On Sat, Aug 20, 2011 at 12:46:25PM +0200, David Kuehling wrote:
> this patch adds a MIPS assembler version of the twofish cipher
> algorithm. x86(_64) had an assembler version of twofish for some time
> now, giving it an "unfair" advantage against the not so common
> The code wast put through various tests and benchmarks in a user-space
> testbench, testing its correctness (also via qemu) for 32bit vs. 64bit
> and big vs. little endian MIPS.
> Also the same code backported to a 2.6.39 kernel (64bit) has been
> working flawlessly on my loongson-2f machine (with a twofish dm-crypt
> root) for a few weeks now.
> Performance gain for the pure crypto code in 32-bit mode is about 15% on
> both Ingenic Xburst and Loongson-2f. With 64-bit it is 24-29%, as the C
> code suffers from 32->64 bit type conversions inserted by gcc. The code
> uses less unrolling than the C version, and should be smaller by at
> least a factor of 8. Full results in file Benchres.txt at the SVN URL
> given above.
> Signed-off-by: David Kühling <email@example.com>
Lots of trailing whitespace in that patch. scripts/checkpatch.pl would
have warned about those …
+# define HAVE_64BIT
+#if _MIPS_SZPTR == 32
+# define PTRADD addu
+# warning "detected pointer-size as 32-bit"
+# ifndef HAVE_64BIT
+# error "something is broken: detected pointer size > GPR size"
+# define PTRADD daddu
+# warning "detected pointer-size as 64-bit"
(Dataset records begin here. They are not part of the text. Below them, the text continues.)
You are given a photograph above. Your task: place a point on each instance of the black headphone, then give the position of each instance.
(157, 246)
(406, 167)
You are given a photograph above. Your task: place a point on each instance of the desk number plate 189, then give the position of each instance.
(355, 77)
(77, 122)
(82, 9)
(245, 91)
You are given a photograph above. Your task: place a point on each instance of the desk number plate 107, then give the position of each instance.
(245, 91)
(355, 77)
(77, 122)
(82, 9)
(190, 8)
PTR_ADDU from <asm/asm.h> does the same thing as PTRADDU so the entire
ifdefery above can go away.
Finally the use of register names starting with $ is a bit obscure. Kernel
code needs to build for N64 and O32 but of those only N64 has registers
called $ta0 .. $ta3 which are the equivalent to registers $8 .. $11.
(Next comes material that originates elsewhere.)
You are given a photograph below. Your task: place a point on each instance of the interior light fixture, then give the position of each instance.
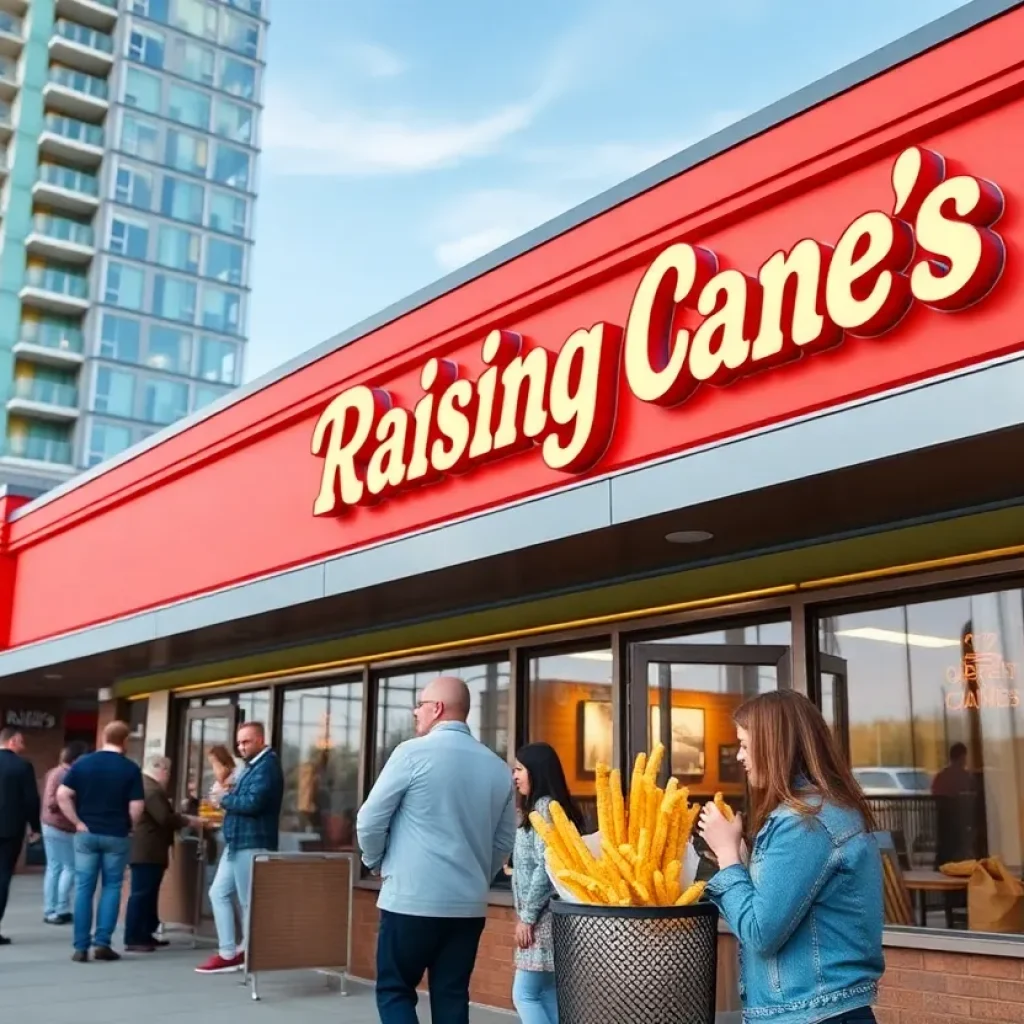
(688, 537)
(897, 636)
And in O32 registers $t0 ... $t3 also aliases for $8 .. $11. I haven't
fully analyzed the code to ensure that there is no register conflict
arising from that.
I was surprised that gas assembles the code at all. $ta0 .. $ta3 are
N32 / N64 register names and consider gas permitting the use of these
registers in O32 a bug - but see my other posting to the binutils list
Improvment suggestion for le32_fromto_cpu - MIPS 32/64 R2 CPUs can use
the wsbh instruction to faster endianess swapping:
static inline __attribute_const__ __u32 __arch_swab32(__u32 x)
" wsbh %0, %1 \n"
" rotr %0, %0, 16 \n"
: "=r" (x)
: "r" (x));
#define __arch_swab32 __arch_swab32
This code fragment is from <asm/swab.h>.
+ /* if we turned this into 64-bit ops, we get endianess issues on
+ big-endian mips, plus alignment problems */
Some CPUs (Cavium Octeon) handle unaligned loads in hardware, on others
a combination of LDL / LDR and SDL / SDR could be used to handle the
unaligned loads and DSBH / DSHD (see __arch_swab64 in swab.h) could be
used on MIPS64 R2 CPUs to handle the alignment issues. Or a rotate -
have to think about it.